Коаксок с горечью улыбнулась.
— Вы помните.
— Это в прошлом, — процедила я сквозь зубы.
Она окинула меня оценивающим взглядом; особенно ее интересовали униформа и пояс.
— Понимаю, — в голосе звучала глубокая ирония. Но глаза, полные слез, выдавали Коаксок с головой. Она переплавляла горе в агрессию.
— Что еще вы бы хотели знать?
Я могла рассказать, что Папалотль была обнажена, потому что на момент гибели ждала любовника. Но не видела в том смысла. Либо Коаксок отлично осведомлена об эксцентричных увлечениях сестры и нисколько бы не удивилась, либо не знала ровным счетом ничего, и я лишь напрасно бы ее задела.
— Полученной информации вполне остаточно.
— Когда вы закончите… с телом? Мне необходимо… подготовить все для похорон.
Голос Коаксок вновь надломился. Она закрыла лицо руками.
— Мы передадим вам его как можно скорее, — сказала я, когда женщина вновь посмотрела мне в глаза.
— Ясно. Когда оно будет в надлежащем виде, — отозвалась она с горечью.
Что я могла ответить?
— Благодарю за уделенное время.
Она пожала плечами и больше не говорила. Уставилась в экран компьютера невидящим взглядом. Что за воспоминания одолевали ее в эту минуту… Я предпочла не выяснять.
Едва я вышла, как запищал передатчик: пришло сообщение. Мауицо ждал снаружи.
— Хотела бы переговорить с вами, это не займет много времени, — сказала я, снимая передатчик с пояса.
Мужчина кивнул.
— Я буду у Коаксок.
В коридоре я нашла укромный угол, где прослушала сообщение. Стены украшали фрески с изображениями ацтекских божеств. Защитник Уицилопочтли с лицом, покрытым голубой краской, и с обсидиановыми ножами на поясе; Тетцкатлипока, бог войны и судьбы, стоящий на фоне горящих небоскребов и поглаживающий голову ягуара…
От них мне становилось не по себе, настигало прошлое.

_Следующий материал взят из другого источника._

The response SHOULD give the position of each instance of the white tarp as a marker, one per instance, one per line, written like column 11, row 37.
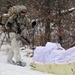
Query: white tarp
column 53, row 52
column 47, row 53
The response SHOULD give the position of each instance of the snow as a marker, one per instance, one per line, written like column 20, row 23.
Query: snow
column 10, row 69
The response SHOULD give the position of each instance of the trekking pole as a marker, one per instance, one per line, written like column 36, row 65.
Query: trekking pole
column 2, row 41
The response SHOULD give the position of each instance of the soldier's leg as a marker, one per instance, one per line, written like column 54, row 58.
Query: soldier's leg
column 10, row 56
column 15, row 46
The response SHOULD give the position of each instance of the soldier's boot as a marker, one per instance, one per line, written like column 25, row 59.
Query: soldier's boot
column 19, row 63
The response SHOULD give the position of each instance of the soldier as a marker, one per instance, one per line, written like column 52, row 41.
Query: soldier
column 17, row 26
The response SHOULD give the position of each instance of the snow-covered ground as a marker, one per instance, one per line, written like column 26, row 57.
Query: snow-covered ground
column 9, row 69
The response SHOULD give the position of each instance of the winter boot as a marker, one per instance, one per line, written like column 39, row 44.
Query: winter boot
column 19, row 63
column 11, row 61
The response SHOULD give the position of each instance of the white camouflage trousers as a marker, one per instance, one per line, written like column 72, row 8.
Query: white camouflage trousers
column 14, row 51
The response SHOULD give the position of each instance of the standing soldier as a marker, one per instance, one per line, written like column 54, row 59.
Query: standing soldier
column 17, row 25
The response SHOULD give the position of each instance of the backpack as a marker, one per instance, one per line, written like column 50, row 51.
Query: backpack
column 12, row 10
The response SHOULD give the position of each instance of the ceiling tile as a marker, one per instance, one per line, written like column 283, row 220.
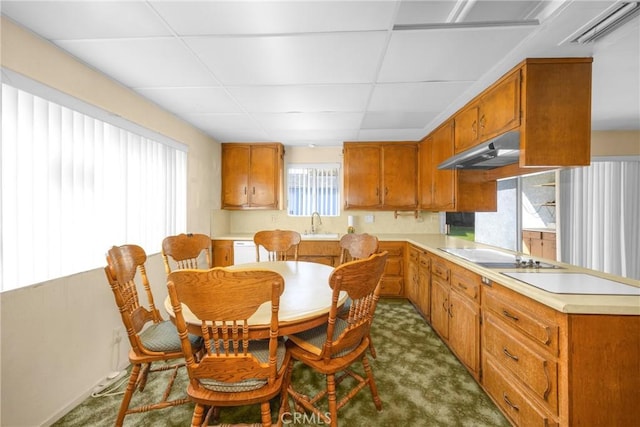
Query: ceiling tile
column 192, row 99
column 394, row 120
column 447, row 55
column 86, row 19
column 301, row 59
column 274, row 17
column 391, row 135
column 223, row 121
column 429, row 96
column 424, row 12
column 302, row 121
column 302, row 98
column 143, row 62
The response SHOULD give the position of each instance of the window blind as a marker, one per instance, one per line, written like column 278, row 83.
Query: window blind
column 73, row 186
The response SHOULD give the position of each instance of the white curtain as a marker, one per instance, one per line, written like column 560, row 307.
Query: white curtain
column 599, row 208
column 73, row 186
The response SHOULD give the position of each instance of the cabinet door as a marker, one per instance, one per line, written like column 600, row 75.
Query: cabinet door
column 500, row 108
column 222, row 253
column 466, row 129
column 464, row 331
column 362, row 176
column 265, row 178
column 426, row 173
column 399, row 171
column 443, row 180
column 440, row 307
column 424, row 285
column 235, row 175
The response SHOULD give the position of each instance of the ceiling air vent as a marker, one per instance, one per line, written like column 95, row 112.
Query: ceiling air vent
column 622, row 13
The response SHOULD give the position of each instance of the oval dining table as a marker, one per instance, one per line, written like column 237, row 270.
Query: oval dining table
column 304, row 304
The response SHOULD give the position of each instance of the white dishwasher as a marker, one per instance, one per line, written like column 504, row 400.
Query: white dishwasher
column 244, row 251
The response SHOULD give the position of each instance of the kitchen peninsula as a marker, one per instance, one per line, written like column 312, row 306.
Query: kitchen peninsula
column 544, row 358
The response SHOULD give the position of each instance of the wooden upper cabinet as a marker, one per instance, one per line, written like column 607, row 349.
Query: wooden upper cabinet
column 556, row 116
column 380, row 175
column 466, row 128
column 451, row 190
column 252, row 176
column 495, row 112
column 499, row 109
column 444, row 198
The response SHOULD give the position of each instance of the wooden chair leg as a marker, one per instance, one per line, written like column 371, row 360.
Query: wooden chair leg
column 126, row 398
column 265, row 411
column 198, row 413
column 331, row 396
column 372, row 383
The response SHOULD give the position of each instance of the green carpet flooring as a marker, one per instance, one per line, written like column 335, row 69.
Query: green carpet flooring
column 421, row 383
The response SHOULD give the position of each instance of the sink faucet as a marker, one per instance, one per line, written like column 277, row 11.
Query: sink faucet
column 314, row 228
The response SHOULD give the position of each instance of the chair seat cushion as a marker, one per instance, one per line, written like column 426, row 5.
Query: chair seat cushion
column 260, row 350
column 313, row 340
column 163, row 336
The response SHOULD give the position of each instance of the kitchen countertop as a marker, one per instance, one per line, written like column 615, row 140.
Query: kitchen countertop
column 565, row 303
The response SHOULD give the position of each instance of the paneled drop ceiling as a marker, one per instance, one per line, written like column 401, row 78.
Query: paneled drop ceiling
column 324, row 72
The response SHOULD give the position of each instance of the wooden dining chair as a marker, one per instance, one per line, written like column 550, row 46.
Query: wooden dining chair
column 355, row 246
column 233, row 370
column 331, row 349
column 152, row 339
column 186, row 251
column 278, row 244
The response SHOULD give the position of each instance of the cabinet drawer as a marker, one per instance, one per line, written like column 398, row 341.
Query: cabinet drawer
column 535, row 326
column 391, row 286
column 425, row 263
column 538, row 372
column 440, row 268
column 514, row 403
column 467, row 283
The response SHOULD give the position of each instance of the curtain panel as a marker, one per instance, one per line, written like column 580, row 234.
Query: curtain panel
column 599, row 208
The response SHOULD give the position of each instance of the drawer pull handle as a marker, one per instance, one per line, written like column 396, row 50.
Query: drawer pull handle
column 508, row 402
column 508, row 354
column 509, row 315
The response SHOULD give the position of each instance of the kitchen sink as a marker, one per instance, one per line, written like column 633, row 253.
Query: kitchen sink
column 491, row 258
column 327, row 236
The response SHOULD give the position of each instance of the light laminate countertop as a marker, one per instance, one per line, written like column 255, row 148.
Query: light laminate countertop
column 566, row 303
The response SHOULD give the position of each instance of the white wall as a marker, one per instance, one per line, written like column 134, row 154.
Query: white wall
column 56, row 337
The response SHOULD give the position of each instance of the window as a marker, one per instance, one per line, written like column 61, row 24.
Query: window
column 73, row 186
column 313, row 188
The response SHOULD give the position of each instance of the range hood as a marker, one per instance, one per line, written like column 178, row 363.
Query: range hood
column 500, row 151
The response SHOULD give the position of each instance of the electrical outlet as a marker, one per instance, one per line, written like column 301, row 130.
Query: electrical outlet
column 117, row 335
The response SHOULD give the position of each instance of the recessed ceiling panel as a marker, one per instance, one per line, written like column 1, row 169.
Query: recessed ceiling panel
column 302, row 121
column 142, row 62
column 302, row 98
column 391, row 134
column 447, row 55
column 300, row 59
column 429, row 96
column 192, row 99
column 86, row 19
column 394, row 120
column 274, row 17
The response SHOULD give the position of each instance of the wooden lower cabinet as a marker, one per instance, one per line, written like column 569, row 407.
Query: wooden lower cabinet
column 393, row 277
column 222, row 253
column 543, row 367
column 418, row 280
column 322, row 252
column 455, row 311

Совершенно очевидно, что Коаксок держалась традиций, возможно, с излишним рвением, как сама в том признавалась.
Сообщение пришло от шестого подразделения: из участка Теколи немедленно направился в бараки «Черного Тетца». Гвардейцам на территорию мешика путь был закрыт, но наблюдатель, занявший пост на ближайшей крыше, видел, как Теколи долго и яростно говорил по телефону во дворе. После вернулся в бараки и больше не показывался.
Я связалась с шестым подразделением и велела немедленно сообщить, едва Теколи высунет нос наружу.
После вернулась в офис Коаксок, где ждал Мауицо.
Когда я вошла, они сидели рядом и тихо переговаривались. Взгляд у мужчины был очень уж самозабвенный. Интересно, кем он был для Коаксок и кем — для Папалотль.
— Ваше Сиятельство, — произнес он, завидев меня. С акцентом ему удавалось справиться проще, чем подруге.
— Есть здесь угол, где мы могли бы поговорить наедине?